Some would privately, but as a whole, no. In a sense, the bishops want both universal health care and the outlawing of abortions. The problem is we don’t have a party that wants both. So then you’ve got to make a prudential judgment about which one you vote for.
The Republicans have been promising to do something and have done nothing. Even their Supreme Court appointments have not been able to do anything. They’re not reversing Roe v. Wade, and they’re not going to. So do you keep betting on that horse that keeps losing, or do you start thinking about betting on another horse that can actually reduce the number of abortions?
What is the Church going to look like 100 years from now?
It’s going to be very different. In the United States it’s going to be much more Hispanic. I think we’re going to get smaller.
Religion in the early 20th century and before was more like nationality. You were born into it. And you would never think of leaving, even if you disagreed with the Church’s viewpoint. In the United States today, religion is more like a consumer product. It’s a lifestyle choice. You move to a new neighborhood, you find out where your neighbors and your friends go, and you get a new church. Is the music good? Is the preaching good? Do they have a good program for my kids?
Why has that changed?
The Church is a lazy monopoly. The evangelical churches are entrepreneurial. They’re the Silicon Valley start-ups. The Catholic Church expects people to come to us because we’ve got the sacraments, we have the truth.
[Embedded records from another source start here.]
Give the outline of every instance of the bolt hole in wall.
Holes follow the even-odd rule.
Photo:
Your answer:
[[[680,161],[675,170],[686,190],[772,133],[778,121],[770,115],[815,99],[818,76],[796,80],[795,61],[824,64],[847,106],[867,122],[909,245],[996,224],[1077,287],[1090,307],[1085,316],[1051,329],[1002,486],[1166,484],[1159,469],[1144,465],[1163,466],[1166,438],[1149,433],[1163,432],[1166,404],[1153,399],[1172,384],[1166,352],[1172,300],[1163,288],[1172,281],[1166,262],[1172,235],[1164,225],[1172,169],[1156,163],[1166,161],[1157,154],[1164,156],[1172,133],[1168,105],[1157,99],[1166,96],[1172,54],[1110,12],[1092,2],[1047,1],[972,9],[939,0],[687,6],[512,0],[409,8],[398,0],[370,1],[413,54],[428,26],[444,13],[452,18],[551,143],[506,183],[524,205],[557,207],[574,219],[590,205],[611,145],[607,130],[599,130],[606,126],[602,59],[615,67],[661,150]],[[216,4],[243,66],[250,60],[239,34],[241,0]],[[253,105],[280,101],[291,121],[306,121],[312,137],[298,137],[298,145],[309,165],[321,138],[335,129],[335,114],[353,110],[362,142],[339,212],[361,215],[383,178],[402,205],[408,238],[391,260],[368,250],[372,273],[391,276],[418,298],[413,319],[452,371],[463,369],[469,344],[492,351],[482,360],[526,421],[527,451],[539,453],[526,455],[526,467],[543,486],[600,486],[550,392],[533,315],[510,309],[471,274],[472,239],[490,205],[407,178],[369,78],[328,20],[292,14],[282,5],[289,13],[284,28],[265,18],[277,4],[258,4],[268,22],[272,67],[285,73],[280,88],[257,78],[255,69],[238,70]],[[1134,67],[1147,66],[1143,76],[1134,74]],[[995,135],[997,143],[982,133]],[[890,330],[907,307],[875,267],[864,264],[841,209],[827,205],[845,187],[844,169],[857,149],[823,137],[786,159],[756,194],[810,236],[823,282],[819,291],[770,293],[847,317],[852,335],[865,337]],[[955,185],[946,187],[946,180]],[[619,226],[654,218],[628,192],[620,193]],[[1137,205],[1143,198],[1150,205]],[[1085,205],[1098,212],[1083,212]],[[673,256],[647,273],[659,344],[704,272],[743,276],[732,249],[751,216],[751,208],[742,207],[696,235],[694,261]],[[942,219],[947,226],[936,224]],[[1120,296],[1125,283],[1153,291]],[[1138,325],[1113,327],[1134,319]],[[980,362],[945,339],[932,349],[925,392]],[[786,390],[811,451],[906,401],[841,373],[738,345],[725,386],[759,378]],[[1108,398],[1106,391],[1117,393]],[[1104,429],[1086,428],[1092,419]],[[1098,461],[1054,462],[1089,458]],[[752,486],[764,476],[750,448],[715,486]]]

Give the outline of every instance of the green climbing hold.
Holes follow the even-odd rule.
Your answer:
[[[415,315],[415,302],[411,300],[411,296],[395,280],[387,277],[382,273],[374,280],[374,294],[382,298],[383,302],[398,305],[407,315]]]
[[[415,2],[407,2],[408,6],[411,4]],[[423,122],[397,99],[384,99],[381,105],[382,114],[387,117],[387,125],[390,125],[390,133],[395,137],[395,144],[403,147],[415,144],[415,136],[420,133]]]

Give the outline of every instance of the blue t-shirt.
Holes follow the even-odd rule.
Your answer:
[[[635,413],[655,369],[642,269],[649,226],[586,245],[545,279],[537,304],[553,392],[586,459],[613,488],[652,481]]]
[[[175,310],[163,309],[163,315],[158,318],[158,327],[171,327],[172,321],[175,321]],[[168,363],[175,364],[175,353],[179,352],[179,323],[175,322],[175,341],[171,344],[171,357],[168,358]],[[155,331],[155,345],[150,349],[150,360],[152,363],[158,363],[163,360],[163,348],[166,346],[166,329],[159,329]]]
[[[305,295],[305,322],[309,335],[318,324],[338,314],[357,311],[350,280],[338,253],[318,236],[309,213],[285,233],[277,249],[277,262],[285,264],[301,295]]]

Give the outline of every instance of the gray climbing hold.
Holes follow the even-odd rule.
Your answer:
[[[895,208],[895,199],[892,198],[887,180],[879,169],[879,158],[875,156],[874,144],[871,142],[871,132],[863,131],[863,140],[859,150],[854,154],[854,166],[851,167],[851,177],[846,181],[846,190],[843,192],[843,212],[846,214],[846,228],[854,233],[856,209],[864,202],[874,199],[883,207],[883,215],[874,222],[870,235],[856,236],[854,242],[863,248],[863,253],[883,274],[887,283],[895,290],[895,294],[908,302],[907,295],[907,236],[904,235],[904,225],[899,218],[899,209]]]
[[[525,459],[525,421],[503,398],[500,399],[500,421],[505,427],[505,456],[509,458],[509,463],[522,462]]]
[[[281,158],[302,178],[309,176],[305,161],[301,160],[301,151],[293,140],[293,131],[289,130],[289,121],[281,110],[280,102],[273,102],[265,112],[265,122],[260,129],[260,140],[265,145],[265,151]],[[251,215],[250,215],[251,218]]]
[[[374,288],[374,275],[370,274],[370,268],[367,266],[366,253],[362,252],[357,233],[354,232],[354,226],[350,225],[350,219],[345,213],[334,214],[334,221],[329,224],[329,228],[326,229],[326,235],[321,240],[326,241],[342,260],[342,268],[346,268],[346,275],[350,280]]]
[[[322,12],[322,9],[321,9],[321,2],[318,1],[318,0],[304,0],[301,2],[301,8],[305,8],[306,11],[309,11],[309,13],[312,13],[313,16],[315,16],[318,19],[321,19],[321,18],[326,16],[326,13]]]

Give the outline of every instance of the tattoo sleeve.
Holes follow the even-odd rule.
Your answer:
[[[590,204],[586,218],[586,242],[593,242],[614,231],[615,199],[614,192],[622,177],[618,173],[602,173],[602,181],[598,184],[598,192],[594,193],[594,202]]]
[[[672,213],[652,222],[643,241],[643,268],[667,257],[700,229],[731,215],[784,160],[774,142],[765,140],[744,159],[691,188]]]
Well, they aren’t coming anymore.
Pope Benedict is very focused on controlling the theologians and the thinkers in the Church to make sure they’re in tune with Vatican policy. But that has suppressed creative thinking.
The Church today is like Xerox. The whole icon system for computers was invented by Xerox. They had these creative people out in California playing with computers and coming up with ideas, but the management in New York had no interest in it. And Steve Jobs asked if he could go in and see this stuff. And the people in New York said, “Oh, sure, why not?” And the people in California said, “Are you out of your mind?” He saw this icon system, and he just absorbed it like a sponge and he went out and created Apple computers.
The Church is the same way. Would you invest in a company whose management and research-and-development divisions are not on speaking terms? You’ve got to let your theologians be creative.
The Vatican is still fighting the Reformation. It’s afraid another Luther will arise from the theologians and divide the Church. The fight should be against boredom and clericalism. Why don’t people come to Mass? Because it’s boring or because they’re mad at their priest for some small reason—he wouldn’t let them have their wedding in their garden or preached against the Democratic candidate?
How can priests make church more interesting?
The Church has to learn how to tell stories again. Jesus spoke in parables; we do doctrine. We need to present heroes to people. We’ve got to use art, literature, images, the Internet to get this message out. We still are functioning on a classroom model—you round up the students and tell them the truth, and they’re supposed to take notes and memorize it and follow it. It doesn’t work.
Should the Church change its message on some of these social issues?
Sometimes we just need to rethink how the message is presented. It should not be a series of no’s; it should be a series of yeses. We are saying yes to love, commitment, idealism, concern for the poor.
What have you learned from the scandals and debates?
The sad thing about what’s happening is that the credibility of the bishops and the hierarchy is being compromised, both by the sex-abuse crisis and by some of the positions they’ve taken where the people say, “This doesn’t make any sense to us.” On the other hand, this is forcing people to realize that to be a Christian is to place your faith in Jesus, not in the pope, not in the bishops.
Structure and organization are important, but whether you like or don’t like the pope is not central to your faith. You should respect him, you should listen to him, but ultimately our faith is in Jesus Christ.